Sandhoff disease, a lysosomal storage disorder, is caused by pathogenic variants in the HEXB gene, resulting in the loss of β-hexosaminidase activity and accumulation of GM2 ganglioside and GA2 glycolipid. This accumulation occurs primarily in neurons, and leads to progressive neurodegeneration through a largely unknown process. Lysosomal storage diseases often exhibit dysfunctional mTOR signaling, a pathway crucial for proper neuronal development and function. In this study, Sandhoff disease model mice exhibited reduced mTOR signaling in the brain. To test if restoring mTOR signaling could improve the disease phenotype, we genetically reduced expression of the mTOR inhibitor Tsc2 in these mice. Sandhoff disease mice with reactivated mTOR signaling displayed increased survival rates and motor function, especially in females, increased dendritic-spine density, and reduced neurodegeneration. Tsc2 reduction also partially rescued aberrant synaptic function–related gene expression. These findings imply that enhancing mTOR signaling could be a potential therapeutic strategy for lysosomal-based neurodegenerative diseases Compare gene expression level from WT, HexbKO, KOTsc, Tsc brain with six replicates from each group.

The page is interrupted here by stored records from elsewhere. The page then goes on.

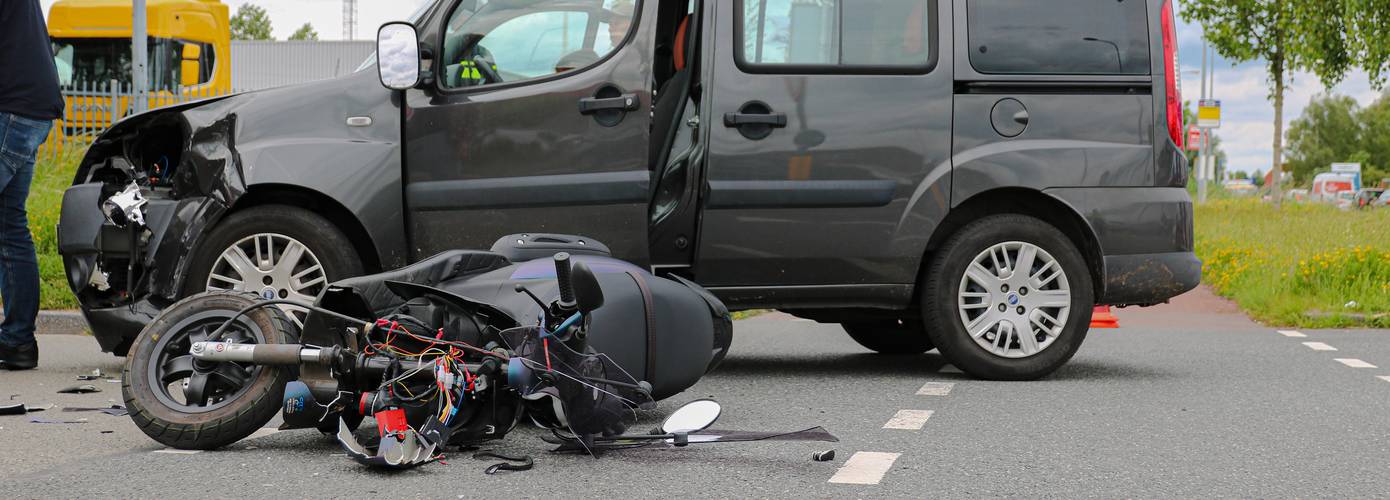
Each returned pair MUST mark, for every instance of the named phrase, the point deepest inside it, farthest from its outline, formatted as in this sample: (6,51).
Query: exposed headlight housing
(125,207)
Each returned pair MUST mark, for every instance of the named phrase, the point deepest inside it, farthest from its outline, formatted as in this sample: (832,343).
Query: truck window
(1061,38)
(96,61)
(836,32)
(535,39)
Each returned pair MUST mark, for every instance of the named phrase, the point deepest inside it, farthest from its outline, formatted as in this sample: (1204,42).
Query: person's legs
(20,139)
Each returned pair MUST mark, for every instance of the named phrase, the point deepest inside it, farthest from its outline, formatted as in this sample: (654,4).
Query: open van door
(537,120)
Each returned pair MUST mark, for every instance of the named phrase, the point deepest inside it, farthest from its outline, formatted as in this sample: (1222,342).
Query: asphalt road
(1189,400)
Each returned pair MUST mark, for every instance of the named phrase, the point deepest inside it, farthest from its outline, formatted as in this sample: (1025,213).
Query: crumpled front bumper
(92,246)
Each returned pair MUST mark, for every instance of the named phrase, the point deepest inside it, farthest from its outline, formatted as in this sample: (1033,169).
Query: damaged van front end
(330,147)
(184,164)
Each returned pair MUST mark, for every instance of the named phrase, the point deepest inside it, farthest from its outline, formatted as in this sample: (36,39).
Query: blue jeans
(20,139)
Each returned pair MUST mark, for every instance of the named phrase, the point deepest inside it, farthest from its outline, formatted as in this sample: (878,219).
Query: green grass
(1308,265)
(52,175)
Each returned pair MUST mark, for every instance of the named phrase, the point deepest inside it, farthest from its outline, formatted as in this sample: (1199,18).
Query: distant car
(1368,197)
(1344,199)
(1383,200)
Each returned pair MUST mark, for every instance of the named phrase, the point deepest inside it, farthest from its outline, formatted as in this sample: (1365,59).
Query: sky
(1247,124)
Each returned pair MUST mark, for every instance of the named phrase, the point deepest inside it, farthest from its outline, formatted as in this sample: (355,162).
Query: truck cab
(189,54)
(963,175)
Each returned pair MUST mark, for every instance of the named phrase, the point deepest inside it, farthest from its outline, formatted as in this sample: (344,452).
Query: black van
(970,175)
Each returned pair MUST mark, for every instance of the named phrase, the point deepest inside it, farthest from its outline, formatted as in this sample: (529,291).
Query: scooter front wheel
(196,404)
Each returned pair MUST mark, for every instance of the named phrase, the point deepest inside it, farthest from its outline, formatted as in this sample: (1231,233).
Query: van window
(495,42)
(836,32)
(1064,38)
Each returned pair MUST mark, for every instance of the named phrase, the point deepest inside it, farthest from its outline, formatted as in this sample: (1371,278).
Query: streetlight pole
(139,56)
(1205,135)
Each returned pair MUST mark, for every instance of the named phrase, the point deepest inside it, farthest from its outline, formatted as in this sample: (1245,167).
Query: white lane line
(908,420)
(178,452)
(936,389)
(1318,346)
(865,468)
(1354,363)
(263,432)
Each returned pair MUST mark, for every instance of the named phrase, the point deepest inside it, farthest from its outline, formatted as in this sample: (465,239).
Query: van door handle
(755,120)
(776,120)
(595,104)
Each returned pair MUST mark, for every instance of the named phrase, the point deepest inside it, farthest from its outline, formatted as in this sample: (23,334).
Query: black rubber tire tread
(224,425)
(335,253)
(890,336)
(943,278)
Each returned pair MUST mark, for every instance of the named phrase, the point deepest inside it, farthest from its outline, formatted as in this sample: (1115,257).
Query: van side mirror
(398,56)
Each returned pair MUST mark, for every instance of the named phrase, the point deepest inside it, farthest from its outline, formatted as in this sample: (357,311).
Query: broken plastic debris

桑德霍夫病（Sandhoff disease）是一种溶酶体贮积症（lysosomal storage disorder），由HEXB基因的致病变异引发，导致β-己糖胺酶（β-hexosaminidase）活性丧失以及GM2神经节苷脂（GM2 ganglioside）与GA2糖脂（GA2 glycolipid）的异常蓄积。该蓄积主要发生于神经元内，并通过目前尚不明确的分子机制引发进行性神经退行性变。溶酶体贮积症常伴随mTOR信号通路（mTOR signaling）功能异常，该通路对神经元的正常发育与生理功能至关重要。本研究中，桑德霍夫病模型小鼠脑内的mTOR信号通路活性显著降低。为验证恢复mTOR信号通路是否可改善疾病表型，我们通过遗传学手段在该模型小鼠中降低了mTOR抑制剂Tsc2的表达水平。恢复mTOR信号通路活性的桑德霍夫病模型小鼠展现出更高的存活率与更优的运动功能，其中雌性小鼠的改善效果尤为显著；同时其树突棘密度升高，神经退行性变程度得以减轻。降低Tsc2表达还部分挽救了异常的突触功能相关基因表达谱。上述研究结果提示，增强mTOR信号通路或许可成为治疗溶酶体相关神经退行性疾病的潜在治疗策略。请对野生型（WT）、Hexb基因敲除型（HexbKO）、KOTsc型以及单纯Tsc敲除型（Tsc）的脑组织样本进行基因表达水平比较，每组设置6个生物学重复。